表1 感染者中の発病リスク要因(文献1より引用)

結核発病の相対危険度

HIV感染/AIDS

50-170

臓器移植(免疫抑制剤使用)

20-74

珪肺

30

慢性腎不全よる血液透析

10-25

2年以内の結核感染

15

胸部X線画像で陳旧性結核病変(未治療)

6-19

生物学的製剤使用

4.0

経口ステロイド使用

2.8-7.7

吸入ステロイド使用

2.0

その他免疫抑制剤使用

2-3

コントロール不良の糖尿病

1.5-3.6

低体重

2-3

喫煙

1.5-3

胃切除

2-5

医療従事者

3-4

(健常者で既感染からの結核発病リスクを1とした場合)

表2 肺結核を積極的に疑うべきパターン(文献2より引用・改変)

1.抗菌薬に反応しない「肺炎」もしくは「不明熱」とされている例

2.高齢者の繰り返す「誤嚥性肺炎」

3.前医や、健康診断で「結核疑い」とされた例

4.1年以内に塗抹陽性患者と接触した例

5.他疾患の治療中に、咳、発熱が出現し治りにくい例

6.原因不明の体重減少、衰弱

陳旧性結核は常に再燃を意識する

 日常診療で高齢者を診ていると、「陳旧性結核」とされている胸部X線写真の異常陰影に出合うことがしばしばある。本人に聞いても、治療したことがないという場合もある。陳旧性結核とされていても、以前の胸部X線写真と比べて新しい陰影を認める場合や何か症状が続く場合は、喀痰抗酸菌検査を行なうことが重要である。できれば、このような患者の主治医になった場合は、年に1回はX線撮影を行ないたい。

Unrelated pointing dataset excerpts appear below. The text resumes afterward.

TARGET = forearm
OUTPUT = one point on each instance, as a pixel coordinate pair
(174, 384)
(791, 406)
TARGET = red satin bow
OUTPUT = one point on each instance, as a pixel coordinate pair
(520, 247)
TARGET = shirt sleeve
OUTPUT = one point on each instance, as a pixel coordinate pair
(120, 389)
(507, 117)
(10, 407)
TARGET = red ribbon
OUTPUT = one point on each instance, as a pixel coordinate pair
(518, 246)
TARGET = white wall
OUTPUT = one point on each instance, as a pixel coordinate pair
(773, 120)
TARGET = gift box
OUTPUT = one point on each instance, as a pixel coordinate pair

 接触者健診において、ツベルクリン反応に代わり第一選択となったのがIGRA(interferon-γ release assays)である。結核菌特異抗原に対するIFN-γを測定する血液検査で、BCG接種歴に影響されない。現在はQFT-3G®とT-SPOT.TB®が用いられており、どちらも有用な検査である。わが国では、発病リスクの低い健常者においては同等のパフォーマンスを示している[3]。

 活動性結核に関して、QFT-3G®の感度は80%、特異度は79%、T-SPOT.TB®の感度は81%、特異度は59%にすぎない[4]。肺結核の診断は、原則として画像検査と喀痰抗酸菌検査で行ない、IGRAはあくまでも補助診断として用いることが重要である。

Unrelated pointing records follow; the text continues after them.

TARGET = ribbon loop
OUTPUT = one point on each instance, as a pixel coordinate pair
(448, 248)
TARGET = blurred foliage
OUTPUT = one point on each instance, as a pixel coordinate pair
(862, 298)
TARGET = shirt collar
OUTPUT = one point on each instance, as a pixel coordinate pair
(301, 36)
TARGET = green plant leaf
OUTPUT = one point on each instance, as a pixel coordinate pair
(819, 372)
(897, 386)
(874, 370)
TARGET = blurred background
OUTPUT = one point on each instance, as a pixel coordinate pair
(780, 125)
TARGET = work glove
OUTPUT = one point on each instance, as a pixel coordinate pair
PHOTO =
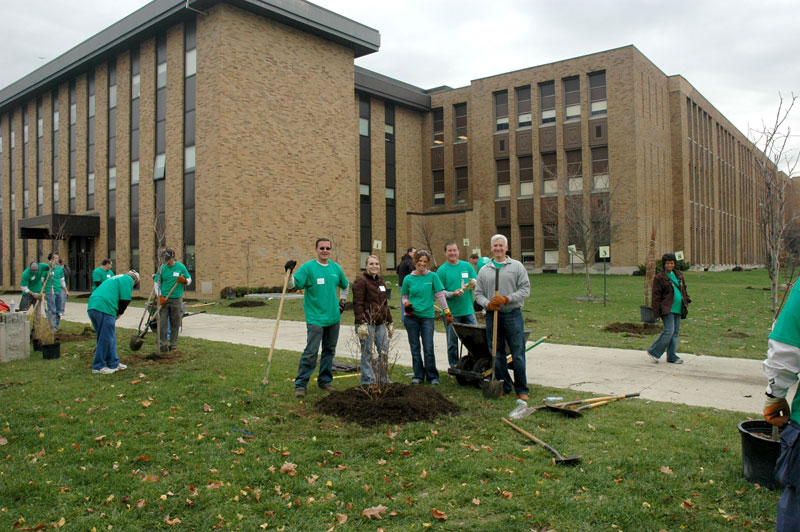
(497, 302)
(773, 406)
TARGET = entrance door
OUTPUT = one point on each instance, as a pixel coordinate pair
(81, 263)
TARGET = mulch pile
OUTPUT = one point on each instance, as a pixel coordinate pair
(247, 303)
(634, 328)
(398, 403)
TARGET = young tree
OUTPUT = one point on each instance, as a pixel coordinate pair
(775, 165)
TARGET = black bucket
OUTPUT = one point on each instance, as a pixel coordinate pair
(648, 316)
(50, 351)
(759, 453)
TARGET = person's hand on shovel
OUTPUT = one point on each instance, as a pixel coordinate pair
(773, 407)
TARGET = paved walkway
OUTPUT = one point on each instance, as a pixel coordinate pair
(707, 382)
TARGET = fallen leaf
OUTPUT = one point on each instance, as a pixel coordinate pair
(437, 514)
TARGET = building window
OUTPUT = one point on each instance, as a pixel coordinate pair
(597, 93)
(524, 106)
(525, 175)
(549, 173)
(438, 125)
(600, 168)
(460, 116)
(574, 171)
(547, 101)
(501, 111)
(438, 187)
(503, 172)
(462, 184)
(572, 97)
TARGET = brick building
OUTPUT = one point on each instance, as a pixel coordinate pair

 陽性になった場合、活動性結核であるのか、現在活動性のない既感染であるのかは判断不能である。高齢者や高蔓延地域出身者など、肺結核を発病していなくても高率に陽性をきたす場合は診断的価値が低くなる。

 陰性であった場合、結核菌に感染しているリスクは低く見積もってよいが、前述のように感度はそれほど高くなく、これ単体で除外することは危険である。HIV陽性例の結核や粟粒結核などは、ツベルクリン反応が陰性化することがあるため、同様にIGRAも偽陰性をきたす可能性がある。

 IGRAの値は検査日で変化することも報告されており[5]、上記の場合を踏まえ、単体で評価しないことが肝要である。

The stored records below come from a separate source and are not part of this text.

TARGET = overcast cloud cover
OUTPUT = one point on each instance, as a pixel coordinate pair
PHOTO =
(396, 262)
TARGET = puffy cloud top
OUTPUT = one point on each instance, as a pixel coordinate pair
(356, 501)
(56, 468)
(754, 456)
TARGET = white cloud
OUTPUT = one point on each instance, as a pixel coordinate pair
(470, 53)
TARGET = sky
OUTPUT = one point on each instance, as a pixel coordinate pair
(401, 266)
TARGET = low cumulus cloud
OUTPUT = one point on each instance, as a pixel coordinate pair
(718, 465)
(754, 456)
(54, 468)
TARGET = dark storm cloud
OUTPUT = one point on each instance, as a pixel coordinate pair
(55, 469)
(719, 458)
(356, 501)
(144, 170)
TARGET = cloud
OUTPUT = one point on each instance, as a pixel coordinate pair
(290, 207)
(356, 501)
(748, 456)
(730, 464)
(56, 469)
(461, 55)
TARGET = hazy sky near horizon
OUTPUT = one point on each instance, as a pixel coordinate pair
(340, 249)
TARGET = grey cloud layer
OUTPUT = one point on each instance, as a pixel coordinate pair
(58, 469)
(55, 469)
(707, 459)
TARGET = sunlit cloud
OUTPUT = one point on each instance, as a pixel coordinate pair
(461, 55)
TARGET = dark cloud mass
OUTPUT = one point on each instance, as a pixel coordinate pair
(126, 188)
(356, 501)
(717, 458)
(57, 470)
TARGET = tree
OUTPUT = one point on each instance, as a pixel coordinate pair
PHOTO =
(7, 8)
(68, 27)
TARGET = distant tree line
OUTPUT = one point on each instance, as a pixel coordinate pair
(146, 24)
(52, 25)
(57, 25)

 以上に書いたように、肺結核の診断には思わぬ落とし穴が多い。本稿が読者の皆様の肺結核診断ブラッシュアップに少しでも参考になれば幸いである。


【References】
1)日本結核病学会予防委員会・治療委員会:潜在性結核感染症治療指針,結核,2013;88(5):497-512.
3)Higuchi K,et al:Comparison of specificities between two interferon-gamma release assays in Japan.Int J Tuberc Lung Dis.2012 Sep;16(9):1190-2.
4)Sester M,et al:Interferon-γ release assays for the diagnosis of active tuberculosis:a systematic review and meta-analysis.Eur Respir J.2011 Jan;3(1):100-11.
5)van Zyl-Smit RN,et al:Within-subject variability and boosting of T-cell interferon-gamma responses after tuberculin skin testing.Am J Respir Crit Care Med.2009 Jul 1;180(1):49-58.